Last week I joined a webinar entitled “A Comparison of Recommended File Formats and the New Dutch Method for File Format Assessment”. It’s great to see the outcomes of this collaborative work, and it’s clear that it has already played an important role in bringing out some key themes in the preservation approaches of various organizations. But I felt that a number of aspects give cause for concern. The collation of file format policies has highlighted some approaches that I believe should be challenged and discussed further. I also suggest that the communication of the work could be enhanced to avoid misleading readers and propagating potentially poor preservation practice. These are of course just my thoughts on this topic, but I’d love to continue the conversation and try to better understand the motivation around these approaches to addressing file formats.

The work and the presentation

There’s quite a rich history to this kind of work, for example: Rog and Van Wijk reported their efforts on ‘Evaluating file formats for long-term preservation’ in 2008  and Stephen Abrams published a chapter in the Digital Curation Manual on File Formats in 2007. These and other state of the art research were summarised in a Technology Watch Report by Malcolm Todd in 2009 who concluded that cost and user needs were too often overlooked from such analyses. In 2013, Johan van der Knijff responded to a series of activities to score file format risk with a blog post that questioned the largely unproven foundations of this approach. Tellingly, Johan also stated "It also makes me wonder why this idea keeps on being revisited over and over again."
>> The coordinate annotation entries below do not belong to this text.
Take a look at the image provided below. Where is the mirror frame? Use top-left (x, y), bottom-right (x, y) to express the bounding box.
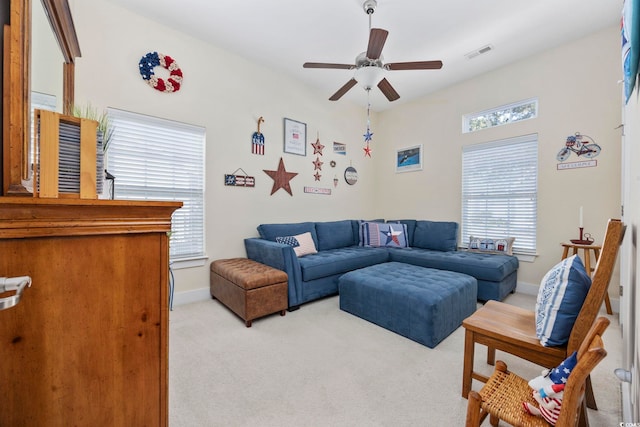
top-left (2, 0), bottom-right (81, 196)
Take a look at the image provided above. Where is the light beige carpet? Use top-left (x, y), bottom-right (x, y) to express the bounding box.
top-left (169, 293), bottom-right (621, 427)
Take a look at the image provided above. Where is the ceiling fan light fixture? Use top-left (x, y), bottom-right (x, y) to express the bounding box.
top-left (353, 66), bottom-right (385, 90)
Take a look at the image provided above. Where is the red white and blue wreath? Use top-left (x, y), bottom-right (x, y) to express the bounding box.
top-left (139, 52), bottom-right (182, 93)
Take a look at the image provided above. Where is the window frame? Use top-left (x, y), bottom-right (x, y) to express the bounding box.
top-left (460, 134), bottom-right (539, 261)
top-left (106, 107), bottom-right (207, 268)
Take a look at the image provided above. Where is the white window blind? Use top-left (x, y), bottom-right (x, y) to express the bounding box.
top-left (107, 108), bottom-right (205, 261)
top-left (461, 134), bottom-right (538, 255)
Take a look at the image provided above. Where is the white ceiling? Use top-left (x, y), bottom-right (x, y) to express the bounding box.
top-left (104, 0), bottom-right (622, 111)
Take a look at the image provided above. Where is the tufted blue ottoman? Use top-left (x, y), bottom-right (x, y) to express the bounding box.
top-left (338, 262), bottom-right (478, 348)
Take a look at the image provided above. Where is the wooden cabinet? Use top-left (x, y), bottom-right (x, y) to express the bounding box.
top-left (0, 197), bottom-right (181, 426)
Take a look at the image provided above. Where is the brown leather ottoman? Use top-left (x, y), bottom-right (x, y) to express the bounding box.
top-left (210, 258), bottom-right (288, 327)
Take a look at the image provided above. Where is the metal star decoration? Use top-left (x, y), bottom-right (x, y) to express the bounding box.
top-left (263, 157), bottom-right (298, 196)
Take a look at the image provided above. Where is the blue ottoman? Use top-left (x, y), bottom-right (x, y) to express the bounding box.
top-left (338, 262), bottom-right (478, 348)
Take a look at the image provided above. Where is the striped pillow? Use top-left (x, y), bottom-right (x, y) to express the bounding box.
top-left (536, 255), bottom-right (591, 347)
top-left (276, 231), bottom-right (318, 258)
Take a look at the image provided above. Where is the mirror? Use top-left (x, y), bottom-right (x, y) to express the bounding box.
top-left (30, 0), bottom-right (64, 113)
top-left (2, 0), bottom-right (80, 196)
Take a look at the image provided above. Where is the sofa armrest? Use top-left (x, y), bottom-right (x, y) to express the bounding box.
top-left (244, 237), bottom-right (302, 307)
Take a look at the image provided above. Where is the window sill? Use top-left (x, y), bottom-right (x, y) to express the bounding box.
top-left (169, 256), bottom-right (209, 270)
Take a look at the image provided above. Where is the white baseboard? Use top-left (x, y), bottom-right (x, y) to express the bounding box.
top-left (516, 282), bottom-right (620, 313)
top-left (173, 287), bottom-right (211, 307)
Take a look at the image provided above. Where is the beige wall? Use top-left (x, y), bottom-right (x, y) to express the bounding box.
top-left (376, 28), bottom-right (621, 296)
top-left (73, 0), bottom-right (621, 300)
top-left (73, 0), bottom-right (375, 298)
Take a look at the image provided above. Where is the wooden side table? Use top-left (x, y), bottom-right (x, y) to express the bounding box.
top-left (561, 243), bottom-right (613, 314)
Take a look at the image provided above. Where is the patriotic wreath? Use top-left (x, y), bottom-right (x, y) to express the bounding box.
top-left (139, 52), bottom-right (182, 93)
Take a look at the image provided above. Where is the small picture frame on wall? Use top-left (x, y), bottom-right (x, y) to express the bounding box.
top-left (284, 118), bottom-right (307, 156)
top-left (396, 144), bottom-right (422, 173)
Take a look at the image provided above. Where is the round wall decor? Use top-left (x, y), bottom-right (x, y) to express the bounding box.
top-left (344, 166), bottom-right (358, 185)
top-left (138, 52), bottom-right (182, 93)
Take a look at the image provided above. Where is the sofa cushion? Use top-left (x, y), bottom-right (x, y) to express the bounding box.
top-left (413, 220), bottom-right (458, 251)
top-left (387, 219), bottom-right (418, 246)
top-left (467, 236), bottom-right (516, 255)
top-left (536, 255), bottom-right (591, 347)
top-left (361, 222), bottom-right (408, 248)
top-left (258, 222), bottom-right (318, 248)
top-left (389, 247), bottom-right (519, 282)
top-left (276, 231), bottom-right (318, 257)
top-left (316, 220), bottom-right (355, 251)
top-left (298, 246), bottom-right (389, 282)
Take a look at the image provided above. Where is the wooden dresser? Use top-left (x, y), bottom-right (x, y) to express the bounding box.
top-left (0, 197), bottom-right (182, 427)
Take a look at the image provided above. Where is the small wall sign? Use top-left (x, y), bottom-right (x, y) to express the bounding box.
top-left (224, 168), bottom-right (256, 187)
top-left (304, 187), bottom-right (331, 195)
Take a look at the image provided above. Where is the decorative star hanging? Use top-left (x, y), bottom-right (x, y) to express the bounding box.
top-left (362, 125), bottom-right (373, 142)
top-left (362, 88), bottom-right (373, 157)
top-left (311, 136), bottom-right (324, 156)
top-left (263, 157), bottom-right (298, 196)
top-left (311, 157), bottom-right (324, 170)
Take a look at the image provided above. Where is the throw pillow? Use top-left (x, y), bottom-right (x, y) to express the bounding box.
top-left (467, 236), bottom-right (516, 255)
top-left (360, 222), bottom-right (407, 248)
top-left (276, 231), bottom-right (318, 258)
top-left (536, 255), bottom-right (591, 347)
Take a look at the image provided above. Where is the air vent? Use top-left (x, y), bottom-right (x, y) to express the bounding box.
top-left (465, 44), bottom-right (493, 59)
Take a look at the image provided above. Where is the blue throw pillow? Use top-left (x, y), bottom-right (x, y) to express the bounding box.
top-left (536, 255), bottom-right (591, 347)
top-left (413, 220), bottom-right (458, 251)
top-left (360, 222), bottom-right (407, 248)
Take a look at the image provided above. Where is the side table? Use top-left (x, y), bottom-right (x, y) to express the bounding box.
top-left (561, 243), bottom-right (613, 314)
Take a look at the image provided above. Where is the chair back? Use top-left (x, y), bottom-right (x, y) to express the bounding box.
top-left (556, 317), bottom-right (609, 427)
top-left (567, 219), bottom-right (626, 355)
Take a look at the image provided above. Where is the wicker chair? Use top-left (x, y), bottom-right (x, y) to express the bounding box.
top-left (466, 317), bottom-right (609, 427)
top-left (462, 219), bottom-right (626, 425)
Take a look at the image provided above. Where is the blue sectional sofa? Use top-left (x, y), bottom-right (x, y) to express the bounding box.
top-left (244, 220), bottom-right (518, 309)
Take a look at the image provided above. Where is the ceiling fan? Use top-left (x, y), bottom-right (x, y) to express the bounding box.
top-left (302, 0), bottom-right (442, 101)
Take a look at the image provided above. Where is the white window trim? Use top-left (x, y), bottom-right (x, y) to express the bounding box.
top-left (462, 98), bottom-right (539, 133)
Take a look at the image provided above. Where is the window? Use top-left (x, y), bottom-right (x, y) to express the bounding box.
top-left (462, 98), bottom-right (538, 133)
top-left (461, 134), bottom-right (538, 255)
top-left (107, 108), bottom-right (205, 261)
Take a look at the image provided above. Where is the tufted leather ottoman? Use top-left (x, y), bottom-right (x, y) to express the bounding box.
top-left (338, 262), bottom-right (478, 348)
top-left (210, 258), bottom-right (288, 327)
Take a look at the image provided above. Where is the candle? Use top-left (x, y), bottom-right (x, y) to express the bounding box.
top-left (580, 206), bottom-right (582, 228)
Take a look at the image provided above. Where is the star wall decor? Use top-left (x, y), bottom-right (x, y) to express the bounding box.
top-left (311, 138), bottom-right (324, 156)
top-left (263, 157), bottom-right (298, 196)
top-left (311, 157), bottom-right (324, 170)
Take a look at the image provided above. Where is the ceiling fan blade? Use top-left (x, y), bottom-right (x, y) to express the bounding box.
top-left (367, 28), bottom-right (389, 59)
top-left (302, 62), bottom-right (356, 70)
top-left (329, 79), bottom-right (358, 101)
top-left (384, 61), bottom-right (442, 70)
top-left (378, 79), bottom-right (400, 102)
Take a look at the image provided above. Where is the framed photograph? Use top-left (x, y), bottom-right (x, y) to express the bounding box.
top-left (284, 118), bottom-right (307, 156)
top-left (396, 144), bottom-right (422, 173)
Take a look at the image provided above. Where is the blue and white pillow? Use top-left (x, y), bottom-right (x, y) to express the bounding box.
top-left (276, 232), bottom-right (318, 258)
top-left (360, 222), bottom-right (408, 248)
top-left (536, 255), bottom-right (591, 347)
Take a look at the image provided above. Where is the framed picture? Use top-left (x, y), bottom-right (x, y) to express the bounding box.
top-left (396, 144), bottom-right (422, 173)
top-left (284, 118), bottom-right (307, 156)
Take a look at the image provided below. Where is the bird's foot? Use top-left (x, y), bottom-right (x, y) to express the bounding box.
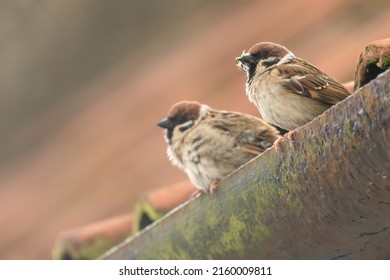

The most recent discussion centred around a relatively new spreadsheet which collates details of the file format policies of 24 different institutions. Most were archives. The spreadsheet lists each organization’s policy for around 250 different file formats. The “policy” in each case is summarized with one of the following scores:

  • 2: Preferred

  • 1: Acceptable

  • 0: Acceptable for imminent transfer

  • -1: Unacceptable

  • Null

The spreadsheet can be viewed here.

Preferred, Acceptable or just plain Unacceptable?

I feel that “Preferred” is a relatively benign concept within these format policies. If it’s possible to influence the creators of data that will be preserved by an institution, then providing a list of “preferred” formats that might be easier to preserve could well be helpful. If a decision is made by the creator to produce their data in a “preservation friendly” format then that seems a useful outcome. Of course, users are prone to not following optional guidance. Whether it’s file format recommendations or records management guidelines, we can ask, but more often than not, many users will create data in a form of their choosing in a way that is convenient to them. But ultimately, flagging some file fomats as “preferred” seems unlikely to cause any major difficulties.

Notions of “acceptable” or “unacceptable” formats are a much more concerning concept for me. If an organization refuses to accept data in a particular format, what will be the likely outcome? Will the creator/depositor of data in an “unacceptable” format take the time to go back to the drawing board and carefully recreate their data in an “acceptable” format? I suspect many will not. More than likely they will give up and their data will not be preserved, or they will attempt to migrate their data to an “acceptable” file format. What we know about file format migration suggests it is a complex process that is usually lossy. Asking a depositor to perform a migration, without any of the expected digital preservation best practice processes such as verifying the accuracy of the migration or documenting the process seems a risky and unhelpful approach. Even saving out a file from an application in (in theory) a more standard/preservable/open format, rather than the native/proprietary format may result in loss of data.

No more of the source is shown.